Quality comes from the Latin word qualitas, which originally means nature or condition. The more common way of interpretation is the sum of all properties or attributes of an object. But what does quality really mean, as we are using this word frequently in our everyday life? You could ask many people and most of them will tell you something like that: „Quality is somewhat the promise of guaranteeing best properties.“ For example, when you buy a rain jacket for your next hiking tour in the Alpes or New Zealand, you expect it to have certain properties. At least, you expect it to be rain proof. This is just one example why someone would appreciate a product of a good quality. Nowadays, we have a lot of possibilities to certify systems and to prove the quality of a product.
Why would we need quality assurance?
Remember the time when those quality standards weren’t established yet. Go back to the early 20th century when Henry Ford started the industrial production of automobiles. Not many people are still alive who could tell us personally how it was back then. But still we are happy that we don’t have to live under these conditions anymore. The idea of considering the quality of products started in the late 19th century with the American Frederick Winslow Taylor who described a process management of workflows which he called Scientific Management, aiming to improve the industrial production. In this time, the control of the products was the main focus of quality issues. Later on, in the 1940ies and 1950ies the orientation of quality measures turned towards singular process steps, starting with a quality planning and monitoring the whole process and even the prevention of errors was already considered. To assure a products quality several descriptions of the products quality standards are needed and those normally exist in some written form. How else would you confirm a product’s quality if not comparing it to some specified standards which are proven to be good?
Getting back: Is Quality Assurance a promise for good properties?

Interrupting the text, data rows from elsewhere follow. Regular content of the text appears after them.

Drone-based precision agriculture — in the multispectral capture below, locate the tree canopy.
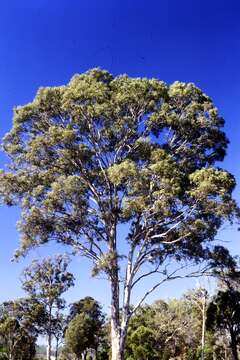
[0,69,238,359]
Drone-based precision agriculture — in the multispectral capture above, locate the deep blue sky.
[0,0,240,310]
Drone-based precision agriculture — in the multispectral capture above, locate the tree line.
[0,69,240,360]
[0,256,240,360]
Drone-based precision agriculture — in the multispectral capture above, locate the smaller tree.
[206,289,240,360]
[65,296,105,356]
[127,326,158,360]
[22,255,74,360]
[0,309,36,360]
[65,313,94,360]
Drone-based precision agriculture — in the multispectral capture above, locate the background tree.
[0,69,236,360]
[207,289,240,360]
[64,313,95,360]
[0,299,40,360]
[65,296,105,356]
[187,287,208,360]
[22,255,74,360]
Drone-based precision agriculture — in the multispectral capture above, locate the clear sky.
[0,0,240,305]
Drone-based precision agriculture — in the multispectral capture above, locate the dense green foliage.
[22,255,74,360]
[0,69,238,360]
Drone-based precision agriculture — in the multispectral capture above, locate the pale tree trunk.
[111,239,133,360]
[201,294,207,360]
[47,334,52,360]
[55,339,59,360]
[231,334,239,360]
[109,223,123,360]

Getting back to my introductory question: Is quality assurance a promise for good properties? History, especially in the medicinal sector, has shown that without existing standards and specifications which are being complied with, side effects of unknown severity can happen. Just remember the Contergan (also known as thalidomide) scandal back in the 1960ies, a drug which was applied to pregnant women to prevent them from morning sickness and which had an effect on over 2300 new borns who had deformities or missing limbs. Aren’t those happenings enough reason to comply with quality assurance programs such as GLP and GMP? Isn’t a human life more valuable than money? I say yes, considering my experiences and the value that lies within a gapless documentation, especially when addressing to drugs that are ingested and that also may cause severe side effects for myself, but also considering the risks of building a home or buying a new car. Thus, please consider the quality you can attend to during your everyday life and work – we are all able to improve the security of ourselves, our families, friends, neighbours and fellows!